Detailing Applications of Named Entity Recognition
In its ‘raw’ state, written language contains an inherent value, but extracting that value from the text (i.e., someone reading it, understanding it, and acting on it) is time and resource-intensive. Recently, organizations are leveraging technologies like named entity recognition (NER) to do just that.
A recent whitepaper from Dovel dives into the practice of NER, the task of identifying and categorizing key people, places, and things in a text.
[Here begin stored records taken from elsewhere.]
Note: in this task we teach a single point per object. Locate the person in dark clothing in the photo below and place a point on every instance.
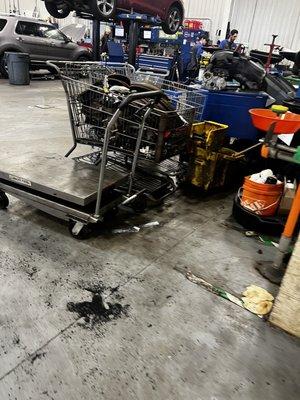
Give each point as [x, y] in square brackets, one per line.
[229, 44]
[104, 40]
[194, 65]
[296, 67]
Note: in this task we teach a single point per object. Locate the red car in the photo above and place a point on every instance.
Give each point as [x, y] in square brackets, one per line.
[171, 12]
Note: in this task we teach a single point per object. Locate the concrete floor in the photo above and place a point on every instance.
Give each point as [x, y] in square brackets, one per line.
[177, 342]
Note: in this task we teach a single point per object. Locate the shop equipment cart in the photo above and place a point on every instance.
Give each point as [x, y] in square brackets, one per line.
[133, 135]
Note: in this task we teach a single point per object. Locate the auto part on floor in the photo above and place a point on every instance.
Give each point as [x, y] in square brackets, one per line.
[212, 166]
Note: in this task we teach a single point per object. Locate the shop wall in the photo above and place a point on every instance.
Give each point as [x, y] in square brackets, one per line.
[257, 20]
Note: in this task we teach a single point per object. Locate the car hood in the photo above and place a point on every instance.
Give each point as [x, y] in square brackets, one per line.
[74, 31]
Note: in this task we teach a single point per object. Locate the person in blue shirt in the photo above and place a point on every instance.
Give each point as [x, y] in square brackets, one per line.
[229, 44]
[197, 51]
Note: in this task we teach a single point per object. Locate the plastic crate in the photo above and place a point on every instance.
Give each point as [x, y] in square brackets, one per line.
[232, 109]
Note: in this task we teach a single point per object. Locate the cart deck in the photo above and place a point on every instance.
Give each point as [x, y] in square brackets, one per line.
[66, 179]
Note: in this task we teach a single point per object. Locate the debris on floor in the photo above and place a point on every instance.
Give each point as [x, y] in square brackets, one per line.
[134, 229]
[98, 310]
[256, 300]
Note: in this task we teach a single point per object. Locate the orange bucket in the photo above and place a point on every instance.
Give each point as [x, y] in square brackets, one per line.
[261, 198]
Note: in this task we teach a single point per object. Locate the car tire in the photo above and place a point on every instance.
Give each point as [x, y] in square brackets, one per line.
[3, 68]
[83, 59]
[104, 11]
[173, 20]
[56, 10]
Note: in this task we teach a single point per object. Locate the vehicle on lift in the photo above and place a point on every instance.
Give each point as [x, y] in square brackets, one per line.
[41, 40]
[171, 12]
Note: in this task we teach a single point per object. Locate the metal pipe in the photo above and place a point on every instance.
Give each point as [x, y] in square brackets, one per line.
[137, 148]
[104, 160]
[288, 232]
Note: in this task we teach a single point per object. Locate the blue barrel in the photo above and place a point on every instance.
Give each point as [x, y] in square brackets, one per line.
[18, 68]
[232, 109]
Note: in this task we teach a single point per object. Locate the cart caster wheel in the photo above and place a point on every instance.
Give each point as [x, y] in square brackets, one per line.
[140, 204]
[111, 214]
[4, 202]
[81, 233]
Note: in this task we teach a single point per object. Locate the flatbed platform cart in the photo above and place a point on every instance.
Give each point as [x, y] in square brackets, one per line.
[128, 157]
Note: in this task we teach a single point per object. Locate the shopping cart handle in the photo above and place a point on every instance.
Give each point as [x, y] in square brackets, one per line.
[155, 94]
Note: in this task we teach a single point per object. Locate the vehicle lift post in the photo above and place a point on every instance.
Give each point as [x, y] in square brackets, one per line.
[96, 40]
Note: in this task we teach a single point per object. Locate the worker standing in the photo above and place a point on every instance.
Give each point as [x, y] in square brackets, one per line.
[106, 37]
[197, 52]
[229, 44]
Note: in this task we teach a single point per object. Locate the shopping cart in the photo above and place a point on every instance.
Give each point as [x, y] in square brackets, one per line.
[134, 134]
[180, 93]
[95, 95]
An entity can be any word or series of words that consistently refers to the same thing, such as:
- Person Eg., Elvis Presley, Audrey Hepburn, The Pope
- Organization Eg., Google, Mastercard, University of Oxford
- Time Eg., 2006, 16:34, 2am, 100 BC
- Location Eg., Trafalgar Square, MoMA, Machu Picchu
- Work of art Eg., Hamlet, Guernica, Exile on Main St.
NER technologies first detect a named entity – detecting a word or string of words that form an entity, then categorize the entity, and finally extract the entity in a downloadable format.
The paper details how NER could be applied to medical, legal, and other programs, including
- Human resources – Speed up the hiring process by summarizing applicants’ resumes; improve internal workflows by correctly categorizing, analyzing, and routing employee complaints and questions quickly and efficiently.
- Customer support – Improve response times by categorizing user requests, complaints, and questions and filtering by priority keywords.
- Search and recommendation engines – Improve the speed and relevance of search results and recommendations by summarizing descriptive text, reviews, and discussions.
- Biomedical organizations – NER is used extensively with biomedical data for gene identification, DNA identification, and identifying drug and disease names in text.
The whitepaper explores how NER can be used to analyze and extract value from raw text data detailing how Dovel uses the technology in its platform. The paper delves into specific models and solutions and looks at specific use cases for the medical, legal, and other fields with illustrated outputs. These examples show how using NER organizations can drive significant insights that can make genuinely profound and positive impacts on their business.